Hope this helps. I think that your level is within acceptable limits. I have been advised that as long as you are between the bubble lines your good to go. Also use a good four foot or longer level for checking

By the way 300 gallons would this be a deep demension tank?

Pictures please&#55357;&#56842;


----------



## Dis (Apr 16, 2010)

Ya get a larger level. I'd opt for a 4 footer and go from there


----------



## CanadaCorals.com (May 12, 2013)

I would use composite shims.

They won't expand if they get wet.


----------



## Car2n (Jun 7, 2011)

I put about an inch or so of water in the tank and then shim the stand. The water acts as a level. Measure the water level off of the plastic trim.


----------



## CrankbaitJon (Mar 26, 2012)

Thanks for all your advice!

The tank is a 300G deep dimension on the main floor with tiles. The level I used is a 72" one. The floor is being reinforced with extra joists supported by an additional beam and multiple floor jacks in the basement. I got a structural engineer to review the floor and do up a drawing. 

I am in contact with Marineland to double check if warranty will be voided if shims or any leveling device is used.

J


----------



## Mikeylikes (Nov 22, 2013)

When I built my DIY stand I added cabinet legs that you can use to help level your tank. You dial the height up or down. Much better than shims imo. They hold 500 hundred pounds each so I used 8 of em. You will need more obviously.

You could maybe attach the legs to a sheet of plywood cut to the base dimensions of your stand and have it sit on top if you are worried about warranty ?

See my build thread for the pic.

Mikey


----------



## 12273 (Nov 3, 2012)

300 gallons?!? Ha ha. Imagine the ro/di you'll go through! Lol. I'm just jealous 


Sent from my iPhone using Tapatalk


----------



## appak (Apr 9, 2014)

CrankbaitJon said:


> Thanks for all your advice!
> 
> The tank is a 300G deep dimension on the main floor with tiles. The level I used is a 72" one.

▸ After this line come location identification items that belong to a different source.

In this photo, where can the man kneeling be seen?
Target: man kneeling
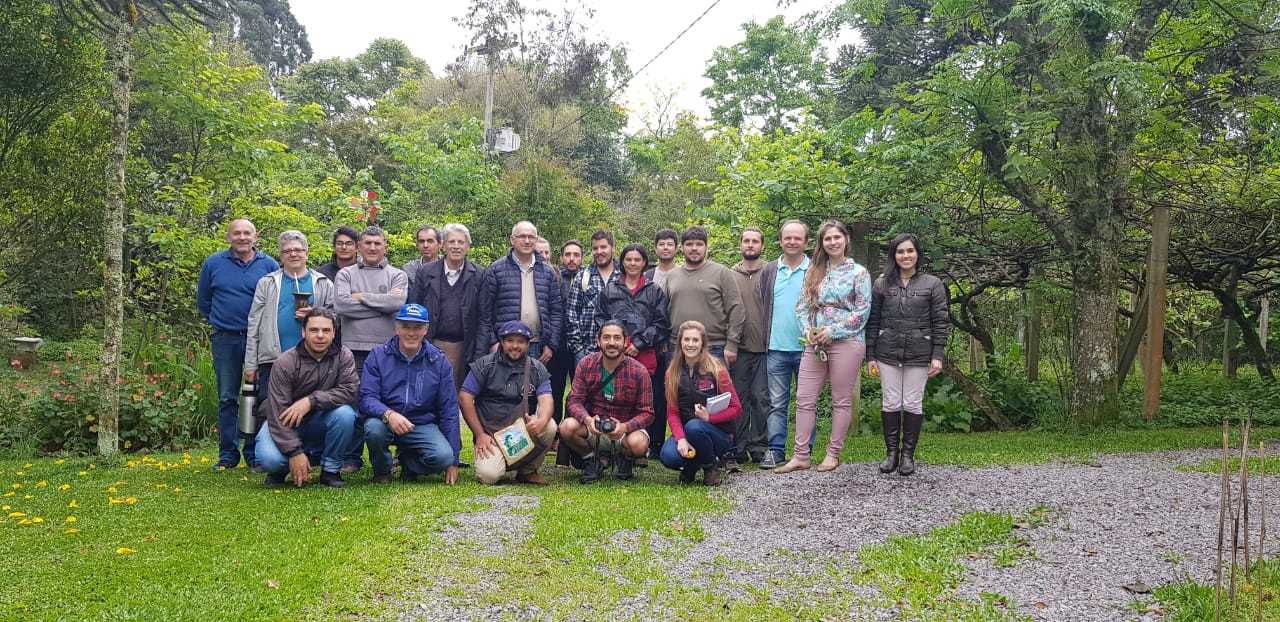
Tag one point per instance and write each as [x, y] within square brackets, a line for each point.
[611, 405]
[307, 406]
[407, 397]
[496, 397]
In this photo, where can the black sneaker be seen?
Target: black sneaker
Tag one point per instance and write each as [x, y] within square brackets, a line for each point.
[332, 479]
[626, 469]
[592, 470]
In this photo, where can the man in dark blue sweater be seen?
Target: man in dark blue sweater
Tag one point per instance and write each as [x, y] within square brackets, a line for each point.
[224, 296]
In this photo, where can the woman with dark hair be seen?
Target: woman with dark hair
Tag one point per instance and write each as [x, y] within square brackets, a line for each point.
[641, 307]
[833, 305]
[698, 437]
[906, 338]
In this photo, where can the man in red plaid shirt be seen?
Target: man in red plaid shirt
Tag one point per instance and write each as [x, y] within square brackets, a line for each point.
[608, 387]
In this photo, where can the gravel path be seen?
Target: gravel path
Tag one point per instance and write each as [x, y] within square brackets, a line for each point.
[1121, 520]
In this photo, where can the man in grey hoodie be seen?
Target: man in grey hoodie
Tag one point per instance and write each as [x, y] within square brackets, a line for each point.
[366, 297]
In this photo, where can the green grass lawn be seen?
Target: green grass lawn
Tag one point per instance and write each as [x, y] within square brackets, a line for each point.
[165, 538]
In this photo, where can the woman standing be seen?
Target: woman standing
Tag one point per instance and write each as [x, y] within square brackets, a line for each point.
[832, 309]
[906, 337]
[698, 435]
[641, 307]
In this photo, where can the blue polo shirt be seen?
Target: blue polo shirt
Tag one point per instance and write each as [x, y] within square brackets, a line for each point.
[225, 289]
[785, 325]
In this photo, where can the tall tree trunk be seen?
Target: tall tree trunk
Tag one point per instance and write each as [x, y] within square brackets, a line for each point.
[119, 60]
[1093, 356]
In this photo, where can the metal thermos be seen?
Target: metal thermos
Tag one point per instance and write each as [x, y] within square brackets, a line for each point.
[248, 401]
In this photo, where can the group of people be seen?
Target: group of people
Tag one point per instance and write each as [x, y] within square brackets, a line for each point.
[361, 353]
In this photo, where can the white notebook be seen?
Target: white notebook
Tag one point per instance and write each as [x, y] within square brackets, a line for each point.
[717, 403]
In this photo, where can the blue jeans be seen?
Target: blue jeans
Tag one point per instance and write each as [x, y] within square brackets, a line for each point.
[782, 369]
[328, 429]
[708, 440]
[424, 451]
[228, 350]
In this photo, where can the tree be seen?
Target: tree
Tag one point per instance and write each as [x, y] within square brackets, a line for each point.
[769, 78]
[117, 21]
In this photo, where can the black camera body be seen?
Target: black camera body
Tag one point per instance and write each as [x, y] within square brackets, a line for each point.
[606, 425]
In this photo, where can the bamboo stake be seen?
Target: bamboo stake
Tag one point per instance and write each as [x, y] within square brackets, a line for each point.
[1224, 492]
[1262, 520]
[1244, 490]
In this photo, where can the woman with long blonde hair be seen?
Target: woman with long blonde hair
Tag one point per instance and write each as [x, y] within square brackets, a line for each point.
[833, 307]
[698, 437]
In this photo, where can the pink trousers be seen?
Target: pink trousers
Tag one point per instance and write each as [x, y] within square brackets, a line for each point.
[844, 370]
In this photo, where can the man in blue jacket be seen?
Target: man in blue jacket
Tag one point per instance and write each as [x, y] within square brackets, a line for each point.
[521, 286]
[407, 398]
[224, 296]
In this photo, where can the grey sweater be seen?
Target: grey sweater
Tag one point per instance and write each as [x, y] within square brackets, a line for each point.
[370, 320]
[263, 341]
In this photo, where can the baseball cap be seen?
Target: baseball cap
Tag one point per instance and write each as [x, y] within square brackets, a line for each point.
[412, 312]
[515, 328]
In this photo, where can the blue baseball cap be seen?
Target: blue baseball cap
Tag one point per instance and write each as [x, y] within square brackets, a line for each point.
[412, 312]
[515, 328]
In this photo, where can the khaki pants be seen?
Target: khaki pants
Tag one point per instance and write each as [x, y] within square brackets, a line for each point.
[492, 469]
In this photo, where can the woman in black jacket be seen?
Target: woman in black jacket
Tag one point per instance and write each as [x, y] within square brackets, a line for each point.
[906, 337]
[641, 307]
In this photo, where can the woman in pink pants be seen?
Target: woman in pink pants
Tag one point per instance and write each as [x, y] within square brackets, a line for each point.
[833, 307]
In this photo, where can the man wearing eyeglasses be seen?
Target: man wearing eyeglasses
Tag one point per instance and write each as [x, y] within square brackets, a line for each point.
[366, 297]
[521, 286]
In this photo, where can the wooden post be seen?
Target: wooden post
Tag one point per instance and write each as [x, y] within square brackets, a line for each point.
[1157, 268]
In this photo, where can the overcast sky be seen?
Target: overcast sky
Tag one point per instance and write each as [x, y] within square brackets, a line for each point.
[346, 27]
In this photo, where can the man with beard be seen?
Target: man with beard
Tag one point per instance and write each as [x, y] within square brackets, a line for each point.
[585, 289]
[749, 373]
[309, 406]
[493, 397]
[611, 406]
[704, 291]
[224, 295]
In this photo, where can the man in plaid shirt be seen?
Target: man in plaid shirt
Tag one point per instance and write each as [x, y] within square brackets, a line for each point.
[608, 387]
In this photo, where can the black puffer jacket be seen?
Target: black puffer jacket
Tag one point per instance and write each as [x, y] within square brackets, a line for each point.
[909, 324]
[644, 315]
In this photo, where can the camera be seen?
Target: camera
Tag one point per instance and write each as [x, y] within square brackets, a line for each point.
[606, 425]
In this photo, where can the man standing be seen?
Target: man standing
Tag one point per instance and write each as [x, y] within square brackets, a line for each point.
[664, 247]
[704, 291]
[749, 373]
[493, 397]
[521, 287]
[224, 296]
[366, 297]
[429, 241]
[615, 389]
[407, 398]
[561, 365]
[449, 289]
[585, 289]
[280, 302]
[780, 286]
[344, 242]
[309, 406]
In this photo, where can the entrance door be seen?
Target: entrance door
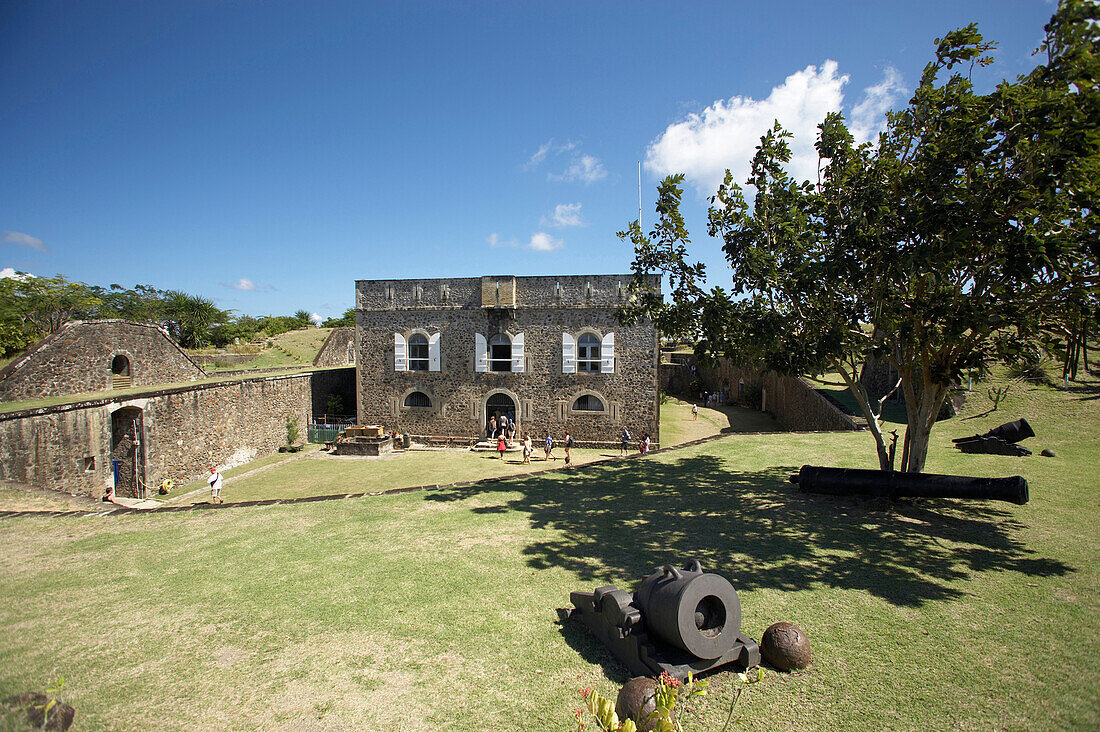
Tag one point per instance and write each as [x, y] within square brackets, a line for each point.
[499, 404]
[127, 452]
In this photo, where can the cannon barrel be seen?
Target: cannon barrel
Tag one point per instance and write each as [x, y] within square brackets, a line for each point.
[692, 610]
[1010, 432]
[851, 481]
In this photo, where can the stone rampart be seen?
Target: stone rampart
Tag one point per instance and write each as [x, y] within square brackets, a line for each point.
[796, 405]
[95, 356]
[339, 349]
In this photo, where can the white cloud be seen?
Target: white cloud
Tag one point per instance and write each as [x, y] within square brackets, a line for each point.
[23, 240]
[494, 240]
[725, 134]
[543, 242]
[545, 150]
[868, 117]
[585, 168]
[564, 216]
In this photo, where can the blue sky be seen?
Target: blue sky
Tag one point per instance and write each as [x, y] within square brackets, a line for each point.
[268, 154]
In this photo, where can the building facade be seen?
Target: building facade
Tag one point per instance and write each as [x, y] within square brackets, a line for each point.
[441, 357]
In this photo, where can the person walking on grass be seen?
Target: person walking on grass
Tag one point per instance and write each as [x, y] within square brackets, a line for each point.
[624, 441]
[215, 481]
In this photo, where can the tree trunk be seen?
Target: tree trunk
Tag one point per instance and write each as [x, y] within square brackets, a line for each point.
[922, 416]
[857, 389]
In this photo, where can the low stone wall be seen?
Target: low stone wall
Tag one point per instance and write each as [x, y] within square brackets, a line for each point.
[796, 405]
[185, 432]
[79, 358]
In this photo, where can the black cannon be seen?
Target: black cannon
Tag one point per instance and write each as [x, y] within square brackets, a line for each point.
[999, 440]
[891, 484]
[679, 621]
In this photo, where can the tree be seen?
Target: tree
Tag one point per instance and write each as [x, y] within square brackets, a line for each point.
[189, 317]
[942, 248]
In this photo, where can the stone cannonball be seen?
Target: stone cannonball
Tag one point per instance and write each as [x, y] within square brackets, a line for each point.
[636, 701]
[785, 647]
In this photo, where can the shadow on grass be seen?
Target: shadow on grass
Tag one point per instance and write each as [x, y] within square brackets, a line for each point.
[618, 522]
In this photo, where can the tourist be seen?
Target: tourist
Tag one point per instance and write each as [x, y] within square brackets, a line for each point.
[215, 481]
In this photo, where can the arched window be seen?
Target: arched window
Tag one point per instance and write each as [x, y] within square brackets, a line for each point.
[418, 352]
[587, 403]
[587, 353]
[499, 353]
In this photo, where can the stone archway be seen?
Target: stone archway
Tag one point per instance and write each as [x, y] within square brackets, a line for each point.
[120, 372]
[128, 458]
[498, 403]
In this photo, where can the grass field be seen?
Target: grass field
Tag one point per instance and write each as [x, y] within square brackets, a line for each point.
[436, 610]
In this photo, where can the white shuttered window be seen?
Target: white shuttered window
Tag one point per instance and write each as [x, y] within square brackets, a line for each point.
[568, 353]
[400, 351]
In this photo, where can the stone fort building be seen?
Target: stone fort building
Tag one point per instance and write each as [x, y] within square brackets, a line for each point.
[440, 357]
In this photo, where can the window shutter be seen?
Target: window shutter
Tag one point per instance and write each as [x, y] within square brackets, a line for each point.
[400, 350]
[607, 354]
[517, 353]
[433, 352]
[568, 353]
[481, 352]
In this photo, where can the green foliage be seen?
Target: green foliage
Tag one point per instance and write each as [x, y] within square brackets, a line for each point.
[668, 694]
[965, 237]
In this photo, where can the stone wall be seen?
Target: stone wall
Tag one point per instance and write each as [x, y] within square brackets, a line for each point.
[540, 308]
[339, 349]
[78, 359]
[339, 382]
[184, 433]
[796, 405]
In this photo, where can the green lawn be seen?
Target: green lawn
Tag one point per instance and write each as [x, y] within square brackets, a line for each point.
[292, 348]
[437, 610]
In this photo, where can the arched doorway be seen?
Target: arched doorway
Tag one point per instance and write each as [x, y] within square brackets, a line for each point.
[120, 372]
[128, 462]
[501, 404]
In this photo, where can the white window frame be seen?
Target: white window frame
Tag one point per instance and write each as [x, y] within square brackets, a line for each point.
[425, 361]
[586, 362]
[568, 353]
[400, 353]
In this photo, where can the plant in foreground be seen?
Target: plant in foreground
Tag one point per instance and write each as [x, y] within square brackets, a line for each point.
[668, 692]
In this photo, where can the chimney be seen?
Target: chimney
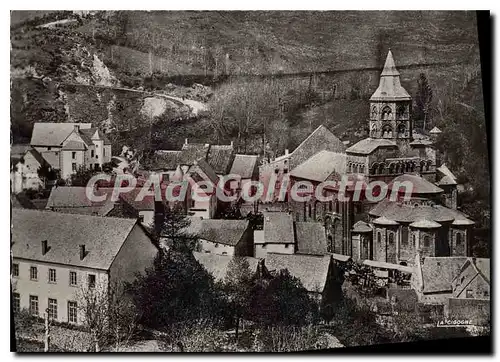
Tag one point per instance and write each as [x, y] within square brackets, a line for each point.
[82, 251]
[45, 247]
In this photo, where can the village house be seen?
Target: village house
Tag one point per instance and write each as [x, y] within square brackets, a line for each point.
[70, 146]
[461, 285]
[56, 255]
[316, 273]
[24, 173]
[217, 265]
[223, 237]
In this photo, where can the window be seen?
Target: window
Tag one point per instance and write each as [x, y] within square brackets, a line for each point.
[72, 279]
[52, 276]
[91, 280]
[33, 273]
[72, 312]
[17, 302]
[52, 309]
[33, 305]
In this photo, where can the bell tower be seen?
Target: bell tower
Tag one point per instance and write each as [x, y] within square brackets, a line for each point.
[390, 106]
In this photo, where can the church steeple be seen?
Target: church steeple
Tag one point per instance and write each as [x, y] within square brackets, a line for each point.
[390, 105]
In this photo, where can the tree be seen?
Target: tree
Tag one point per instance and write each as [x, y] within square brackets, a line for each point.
[282, 301]
[174, 230]
[237, 286]
[423, 100]
[46, 173]
[108, 315]
[175, 289]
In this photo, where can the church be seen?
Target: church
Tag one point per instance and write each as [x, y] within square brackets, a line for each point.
[425, 224]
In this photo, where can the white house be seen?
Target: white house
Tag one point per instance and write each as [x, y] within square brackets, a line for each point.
[69, 146]
[55, 255]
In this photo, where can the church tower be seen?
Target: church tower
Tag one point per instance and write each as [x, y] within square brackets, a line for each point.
[390, 106]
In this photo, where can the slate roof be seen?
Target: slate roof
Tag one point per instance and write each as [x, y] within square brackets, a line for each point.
[425, 224]
[368, 145]
[244, 165]
[220, 158]
[278, 228]
[311, 270]
[320, 166]
[420, 185]
[384, 265]
[439, 272]
[52, 157]
[131, 198]
[75, 196]
[402, 212]
[227, 232]
[192, 152]
[53, 134]
[165, 160]
[102, 236]
[310, 238]
[209, 171]
[361, 227]
[74, 145]
[390, 88]
[320, 139]
[217, 265]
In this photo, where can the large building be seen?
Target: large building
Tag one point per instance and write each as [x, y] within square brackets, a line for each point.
[70, 146]
[56, 256]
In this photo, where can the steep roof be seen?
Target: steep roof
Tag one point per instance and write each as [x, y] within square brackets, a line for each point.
[320, 139]
[368, 145]
[320, 166]
[390, 88]
[310, 238]
[102, 236]
[74, 196]
[311, 270]
[192, 152]
[244, 165]
[425, 224]
[165, 160]
[278, 228]
[220, 158]
[53, 134]
[439, 272]
[362, 227]
[227, 232]
[217, 265]
[420, 184]
[403, 212]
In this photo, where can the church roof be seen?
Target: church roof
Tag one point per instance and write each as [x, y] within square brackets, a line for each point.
[390, 88]
[420, 185]
[425, 224]
[362, 227]
[407, 213]
[368, 145]
[320, 166]
[435, 130]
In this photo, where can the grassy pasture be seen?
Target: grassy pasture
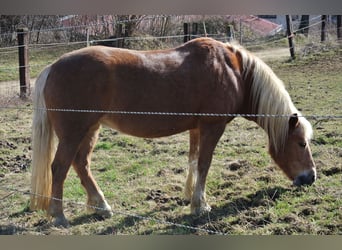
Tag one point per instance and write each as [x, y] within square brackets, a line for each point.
[144, 179]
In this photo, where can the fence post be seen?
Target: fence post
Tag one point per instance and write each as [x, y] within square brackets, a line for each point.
[290, 36]
[323, 32]
[24, 71]
[339, 28]
[119, 36]
[186, 32]
[230, 33]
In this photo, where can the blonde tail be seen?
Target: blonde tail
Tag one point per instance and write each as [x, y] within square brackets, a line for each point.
[43, 148]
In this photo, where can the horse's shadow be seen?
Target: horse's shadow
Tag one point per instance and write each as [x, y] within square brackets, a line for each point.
[262, 197]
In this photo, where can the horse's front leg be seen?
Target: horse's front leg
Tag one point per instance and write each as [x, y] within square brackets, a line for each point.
[193, 162]
[209, 136]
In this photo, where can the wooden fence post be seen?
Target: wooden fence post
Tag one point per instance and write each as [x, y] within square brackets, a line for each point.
[323, 32]
[24, 71]
[230, 33]
[339, 28]
[290, 36]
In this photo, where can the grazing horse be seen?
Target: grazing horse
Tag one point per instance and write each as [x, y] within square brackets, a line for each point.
[201, 76]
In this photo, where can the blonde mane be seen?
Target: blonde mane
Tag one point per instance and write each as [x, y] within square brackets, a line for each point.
[269, 97]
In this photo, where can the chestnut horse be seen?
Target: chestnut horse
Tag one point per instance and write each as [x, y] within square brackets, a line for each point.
[198, 77]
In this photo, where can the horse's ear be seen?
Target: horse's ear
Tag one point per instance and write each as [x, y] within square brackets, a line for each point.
[293, 122]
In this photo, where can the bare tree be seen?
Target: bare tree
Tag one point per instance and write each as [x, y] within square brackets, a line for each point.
[304, 25]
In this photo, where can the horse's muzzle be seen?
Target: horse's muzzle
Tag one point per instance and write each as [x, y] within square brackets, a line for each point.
[306, 178]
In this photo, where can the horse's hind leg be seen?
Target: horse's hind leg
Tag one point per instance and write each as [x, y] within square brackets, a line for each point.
[193, 161]
[81, 164]
[209, 136]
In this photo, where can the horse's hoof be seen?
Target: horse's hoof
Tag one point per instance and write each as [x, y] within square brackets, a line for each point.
[61, 221]
[200, 210]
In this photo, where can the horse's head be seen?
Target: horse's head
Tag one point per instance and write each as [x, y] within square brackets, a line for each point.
[296, 159]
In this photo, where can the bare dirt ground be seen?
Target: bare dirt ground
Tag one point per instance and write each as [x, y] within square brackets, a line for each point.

The floor is being reinforced with extra joists supported by an additional beam and multiple floor jacks in the basement. *I got a structural engineer to review the floor and do up a drawing. *
> 
> ...


Brilliant. 

AFAIK warranty is voided only if you don't use the manufacturer's stand, you can make sure it's level however you want though... Let us know what they say, now I'm curious!


----------



## CrankbaitJon (Mar 26, 2012)

Marineland rep told me the photos of the bubble of my level is ok and does not need leveling. I just need to keep checking as I fill the tank. Shims between the tank and stand will void the warranty. 

I have read else where that someone built a platform under the stand and it did not void warranty.


----------



## appak (Apr 9, 2014)

CrankbaitJon said:


> Marineland rep told me the photos of the bubble of my level is ok and does not need leveling. I just need to keep checking as I fill the tank. Shims between the tank and stand will void the warranty.
> 
> I have read else where that someone built a platform under the stand and it did not void warranty.


Shim between the stand and the floor, not the tank and the stand.


----------